14 comments

  1. Angelo R.

    I’ve had numerous meltdowns over the past few years.. everything from shotty power supplies to faulty ram, to corrupted mbr’s and dead hard-drives. And even once a sparky motherboard. Of course, a few of these were easy culprits, and for me working on a computer is as much fun as actually using it, so it wasn’t too much of a loss.

    However, I was disconnected from the internet for two days, which proved to be my undoing. The first day I spent calling Rogers (my cable provider) who assured me (regardless of the “IT” rep walking me through various steps and fixes that didn’t fix) that the problem was on my end and not theirs. and complaining endlessly to anyone who talked to me. The second day, I was sick of it. A quick walk around the neighbourhood revealed that my cable box was open and one of the wires was actually cut. I called them and they had someone out there within an hour to fix it.

    If my computer dies, I can survive.. but without the internet, it just sits there, taunting me.

  2. Angelo R.

    Yea, I have an external that I backup videos and music to, but I’m always worried that my external will fail. I suppose I could go with a redundant-backup, but.. what if that fails as well? I’m paranoid. :P

    As for the NAS question, I’d suggest scrounging together a PC with a nice network adapter. Toss in a couple drives and voila, instant online storage.

  3. Seelenwahnsinn

    Sorry to hear about your fairly unlucky day.
    I have a computer turned on 24/7 for 3 years now (except for my HDs that have less than 1 year of usage) and I’m always afraid this kind of thing will happen to me. To prevent myself from (too much) troubles, almost all of my softwares are portables (and for the ones who aren’t I have the portable version with all my settings up-to-date) and are synchonized with my pendrive on a daily basis. And I always upload my Opera settings (the ones that can’t be synchronized with Opera Link: wand.dat, search.ini and opera6.ini) to an online backup service (I’m using SkyDrive atm).
    I don’t backup all my data, but everything that’s important (musics, photos and porn – no documents… I guess I should revise my priorities) is somehow safe (I carry my music library on my iPod, my photos are always on Flickr and the porn is the only thing I bother to burn in DVDs). The rest, like movies, animes and games, I can always download again.

  4. Seelenwahnsinn

    Now you know better. I hope you have everything backed up next time it happens.

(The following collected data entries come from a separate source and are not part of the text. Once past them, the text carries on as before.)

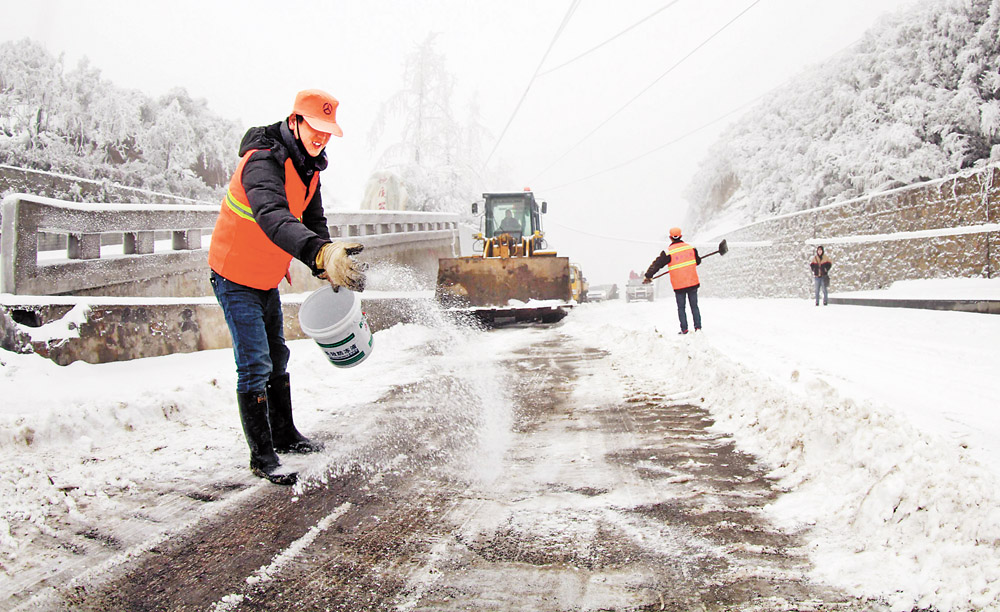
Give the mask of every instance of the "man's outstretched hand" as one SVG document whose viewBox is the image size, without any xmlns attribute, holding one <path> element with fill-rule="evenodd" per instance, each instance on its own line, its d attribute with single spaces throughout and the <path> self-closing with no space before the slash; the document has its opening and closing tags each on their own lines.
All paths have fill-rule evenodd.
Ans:
<svg viewBox="0 0 1000 612">
<path fill-rule="evenodd" d="M 322 268 L 320 278 L 326 280 L 336 291 L 347 287 L 351 291 L 365 290 L 365 270 L 368 264 L 355 261 L 357 255 L 365 249 L 357 242 L 328 242 L 316 254 L 316 267 Z"/>
</svg>

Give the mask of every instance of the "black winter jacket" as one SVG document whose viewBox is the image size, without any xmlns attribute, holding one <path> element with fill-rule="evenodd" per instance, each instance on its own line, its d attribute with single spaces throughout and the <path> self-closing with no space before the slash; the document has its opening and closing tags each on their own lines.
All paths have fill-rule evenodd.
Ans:
<svg viewBox="0 0 1000 612">
<path fill-rule="evenodd" d="M 240 180 L 257 225 L 271 242 L 309 266 L 313 275 L 319 274 L 322 270 L 316 267 L 316 254 L 330 242 L 320 186 L 316 184 L 316 193 L 299 223 L 288 209 L 285 196 L 285 160 L 292 159 L 299 177 L 308 186 L 313 174 L 326 169 L 326 151 L 310 157 L 286 121 L 247 130 L 240 143 L 240 157 L 251 149 L 260 150 L 247 160 Z"/>
</svg>

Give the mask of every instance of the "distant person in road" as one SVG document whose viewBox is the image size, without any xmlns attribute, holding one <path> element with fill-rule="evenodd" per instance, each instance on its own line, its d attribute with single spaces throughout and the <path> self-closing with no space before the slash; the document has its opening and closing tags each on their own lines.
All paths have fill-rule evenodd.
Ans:
<svg viewBox="0 0 1000 612">
<path fill-rule="evenodd" d="M 522 230 L 521 224 L 517 219 L 514 218 L 514 213 L 508 210 L 504 213 L 503 220 L 500 221 L 500 231 L 505 232 L 517 232 L 520 233 Z"/>
<path fill-rule="evenodd" d="M 343 135 L 338 104 L 324 91 L 300 91 L 286 119 L 247 131 L 208 253 L 212 288 L 233 341 L 250 469 L 276 484 L 296 481 L 296 474 L 281 469 L 276 453 L 322 449 L 292 421 L 278 284 L 283 278 L 291 282 L 295 257 L 334 290 L 365 286 L 364 266 L 351 257 L 364 247 L 330 240 L 320 197 L 326 145 L 331 136 Z"/>
<path fill-rule="evenodd" d="M 819 306 L 819 293 L 822 289 L 823 305 L 826 306 L 829 298 L 830 268 L 833 267 L 833 261 L 826 256 L 822 246 L 816 247 L 816 254 L 809 262 L 809 267 L 812 269 L 813 286 L 816 288 L 816 305 Z"/>
<path fill-rule="evenodd" d="M 681 240 L 681 228 L 670 228 L 670 247 L 666 251 L 660 251 L 659 256 L 653 260 L 646 270 L 642 279 L 644 285 L 653 282 L 653 276 L 664 266 L 670 273 L 670 285 L 674 288 L 674 297 L 677 298 L 677 318 L 681 323 L 681 334 L 688 333 L 687 312 L 685 302 L 691 304 L 691 317 L 694 319 L 694 330 L 701 329 L 701 310 L 698 309 L 698 281 L 697 266 L 701 265 L 701 256 L 698 249 Z"/>
</svg>

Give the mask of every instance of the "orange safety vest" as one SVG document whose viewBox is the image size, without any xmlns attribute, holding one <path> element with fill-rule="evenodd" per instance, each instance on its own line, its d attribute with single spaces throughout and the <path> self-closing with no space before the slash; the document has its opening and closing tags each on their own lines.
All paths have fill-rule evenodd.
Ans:
<svg viewBox="0 0 1000 612">
<path fill-rule="evenodd" d="M 670 272 L 670 285 L 674 291 L 699 284 L 696 267 L 698 263 L 694 258 L 693 246 L 684 242 L 675 242 L 670 245 L 667 255 L 670 255 L 667 270 Z"/>
<path fill-rule="evenodd" d="M 247 192 L 243 188 L 243 167 L 257 149 L 246 152 L 229 180 L 229 191 L 222 199 L 219 219 L 212 232 L 208 265 L 220 276 L 253 287 L 275 289 L 292 262 L 292 256 L 271 242 L 253 218 Z M 309 200 L 316 192 L 319 173 L 313 175 L 306 189 L 291 158 L 285 160 L 285 197 L 292 216 L 302 221 Z"/>
</svg>

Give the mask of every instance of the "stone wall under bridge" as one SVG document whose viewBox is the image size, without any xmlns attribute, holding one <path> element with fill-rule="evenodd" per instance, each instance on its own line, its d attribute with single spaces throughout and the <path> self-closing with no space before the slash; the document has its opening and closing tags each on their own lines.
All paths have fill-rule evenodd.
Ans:
<svg viewBox="0 0 1000 612">
<path fill-rule="evenodd" d="M 8 196 L 0 232 L 0 347 L 67 364 L 230 346 L 208 282 L 217 215 L 218 206 Z M 371 267 L 362 304 L 374 329 L 414 316 L 417 302 L 432 294 L 438 259 L 458 254 L 457 215 L 331 210 L 327 220 L 333 240 L 365 245 L 358 258 Z M 62 236 L 61 250 L 40 250 L 53 235 Z M 291 284 L 282 281 L 279 289 L 286 337 L 294 339 L 303 337 L 301 299 L 324 281 L 295 260 L 290 273 Z M 80 316 L 70 338 L 32 340 L 31 328 Z"/>
<path fill-rule="evenodd" d="M 1000 271 L 1000 166 L 901 187 L 753 223 L 726 239 L 729 252 L 698 267 L 701 295 L 811 298 L 809 260 L 823 245 L 830 291 L 884 289 L 895 281 L 993 278 Z"/>
</svg>

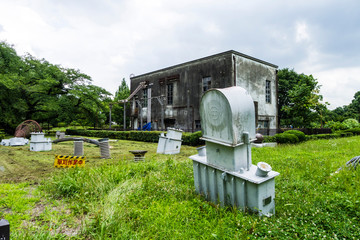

    I started backing things up after my HD died last year. Fortunately I could recover all my files (after a few hundred hours with the right programs) and nothing of value was really lost.

    I guess we need this kind of thing to remind us how vulnerable is all our digital life.

  5. Jonny

    Wow, I’ve never had something as bad as that…..that reminds me when was the last time I did a disk image? Never – and I installed a free copy of macrium reflect a couple of months back…..whoops.

    On the bright side I’m running Carbonite backup which is awesome for me. Still need to get round to backing up my website properly too……(which I think I might set up with syncback). I think I’m asking for trouble at the moment and this could be a timely reminder for me :)

  6. Nihar

    I remember you told about this yesterday in our chat. Hope you are now back with full force and hope that new notebook serves what desktop served for you.

  7. Jim Sefton

    I wrote a post recently about the importance of backup. It’s a little bit related to this but I run on Macs so it is slightly different.

    The solution I came up with is a home-built NAS running FreeNAS (based on FreeBSD). My Macbook uses Time Machine to backup to the NAS every evening, incrementally. It does this over wireless so I hardly notice. On the NAS there are several shares, archive, arachive_nobackup and time machine (there are others but I wont go into that)

    The time machine just stays where it is, as the data is already on my Macbook.

    The archive folder is for things I wish to move off my macbook for storage. This gets rsync’d from the NAS to an external HDD every evening

    The archive_nobackup share is for things like Linux ISO’s, downloads etc that I wish to move off my macbook but are not critical if they were lost.

    This solution works well for me. The time machine backup means I can restore the mac in the case of hard drive failure and any critical data is always in more than one place.

    The only thing I haven’t accounted for is fire, but I’m working on that.